During the term of this agreement, a bargaining unit member may be temporarily assigned to provide services outside the employee’s normal job description if work within the employee’s job description is reduced or unavailable, provided:

  • Duties, that are not reasonably related to employees’ jobs, shall be assigned on a voluntary basis.
  • An employee may only be assigned to perform work for which the employee is appropriately trained, licensed (if applicable) and prepared to perform.
  • The assignment shall not, without the employee’s agreement, exceed the hours normally assigned to such employee. The employee shall receive the contractual rate of pay for any additional hours and applicable overtime pay.
  • The employee’s temporary assignment may not result in displacing any other bargaining unit member.
  • An employee shall not without appropriate compensation be assigned job duties associated with job classifications with a higher rate of pay than the employee’s rate of pay.
  • An employee shall not suffer a decrease in pay if assigned job duties associated with job classifications with a lower rate of pay than the employee’s rate of pay.
  • The employee retains the right to return to the employee’s original assignment upon resumption of normal school operations.
  • The employee is afforded reasonable flexibility in scheduling and performing their work.
  • Any home visits or visits made to care centers by unit members shall be on a voluntary basis and consistent with public health guidelines and the terms of this agreement.

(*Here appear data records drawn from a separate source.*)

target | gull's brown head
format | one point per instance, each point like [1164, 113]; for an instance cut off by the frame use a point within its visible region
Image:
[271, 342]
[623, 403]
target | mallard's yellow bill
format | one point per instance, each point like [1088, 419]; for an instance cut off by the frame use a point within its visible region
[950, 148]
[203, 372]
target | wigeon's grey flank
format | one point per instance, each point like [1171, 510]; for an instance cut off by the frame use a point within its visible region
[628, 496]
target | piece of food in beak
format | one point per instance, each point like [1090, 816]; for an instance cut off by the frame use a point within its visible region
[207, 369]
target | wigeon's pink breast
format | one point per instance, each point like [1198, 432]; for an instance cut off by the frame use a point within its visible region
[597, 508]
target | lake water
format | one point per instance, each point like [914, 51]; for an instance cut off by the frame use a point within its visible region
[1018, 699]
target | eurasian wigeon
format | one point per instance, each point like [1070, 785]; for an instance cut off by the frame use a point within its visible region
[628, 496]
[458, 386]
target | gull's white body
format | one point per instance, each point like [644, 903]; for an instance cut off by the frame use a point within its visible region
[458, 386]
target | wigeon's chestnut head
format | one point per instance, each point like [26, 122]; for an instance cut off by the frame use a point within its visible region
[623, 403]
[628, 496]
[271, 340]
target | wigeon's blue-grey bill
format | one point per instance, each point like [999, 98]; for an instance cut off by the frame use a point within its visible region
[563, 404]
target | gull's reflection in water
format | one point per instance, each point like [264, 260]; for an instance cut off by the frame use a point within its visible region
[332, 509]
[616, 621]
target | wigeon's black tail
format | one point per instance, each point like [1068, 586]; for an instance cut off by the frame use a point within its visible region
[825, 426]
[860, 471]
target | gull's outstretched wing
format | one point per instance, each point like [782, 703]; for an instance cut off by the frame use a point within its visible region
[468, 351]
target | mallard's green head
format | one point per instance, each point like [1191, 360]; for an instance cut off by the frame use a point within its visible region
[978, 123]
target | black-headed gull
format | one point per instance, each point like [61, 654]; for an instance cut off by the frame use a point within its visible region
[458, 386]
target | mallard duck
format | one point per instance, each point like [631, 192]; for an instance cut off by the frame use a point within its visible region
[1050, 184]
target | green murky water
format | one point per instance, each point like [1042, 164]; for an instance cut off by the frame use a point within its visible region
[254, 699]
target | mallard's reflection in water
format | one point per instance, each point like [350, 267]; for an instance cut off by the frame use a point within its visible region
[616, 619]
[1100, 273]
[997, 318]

District Administration, in collaboration with the Association, will create and implement a pickup and/or delivery system for the distribution of school supplies, curricular materials, and the necessary technology, to include mailing if necessary. The system will be communicated to all itinerant/building staff and students/families. All extra time provisions outlined in the collective bargaining agreement will continued to be followed.

COVID-19 mitigation

As schools reopen for in-person instruction, required compliance with health and safety protocols and ongoing mitigation efforts remain paramount. Rudimentary staff training is insufficient. Schools need employees to perform the tasks necessary to keep schools safe and keep them open.

Consider:

Adding and training staff to ensure implementation of COVID-19 mitigation strategies for:

  • Cleaning and disinfecting buildings during and beyond the school day.
  • COVID-19 testing and contact tracing of students, staff, and anyone who enters a school building or worksite.
  • Improving ventilation, including monitoring and maintaining HVAC systems where they exist.
  • Maintaining handwashing stations and replenishing soap, hand sanitizer, and other supplies.
  • Staffing COVID-19 isolation rooms.
  • Coordination with community partners to ensure that there is adequate and appropriate PPE for all staff members and students.

Job and wage protections

The pandemic has highlighted the critical role public schools play in our society. This role cannot be performed if education jobs are cut.  

Consider:

  • Maintaining contractually assigned hours.
  • Recalling laid-off employees and restoring reduced hours before soliciting non-employee volunteers.
  • Maintaining full pay and benefits for ESPs if their regular work is unavailable by training them to assist with other duties.
  • Compensating employees for performing higher paying work and providing additional student supports beyond the normal workday.
  • Restricting the use of contracted services.
  • Reimbursing employees for expenses arising from new and different assignments.
  • Providing paid leave, separate from sick leave, if an employee needs to be quarantined or an employee or member of their family contracts COVID or is sick from a vaccination.

Sample Contract Language

In addition to their regular rate of pay, in lieu of the requirement of documenting, submitting, and getting approval for the mileage for each trip
made, bargaining unit members will be paid a [$] stipend for any day(s) day they use their personal vehicles to make wellness checks.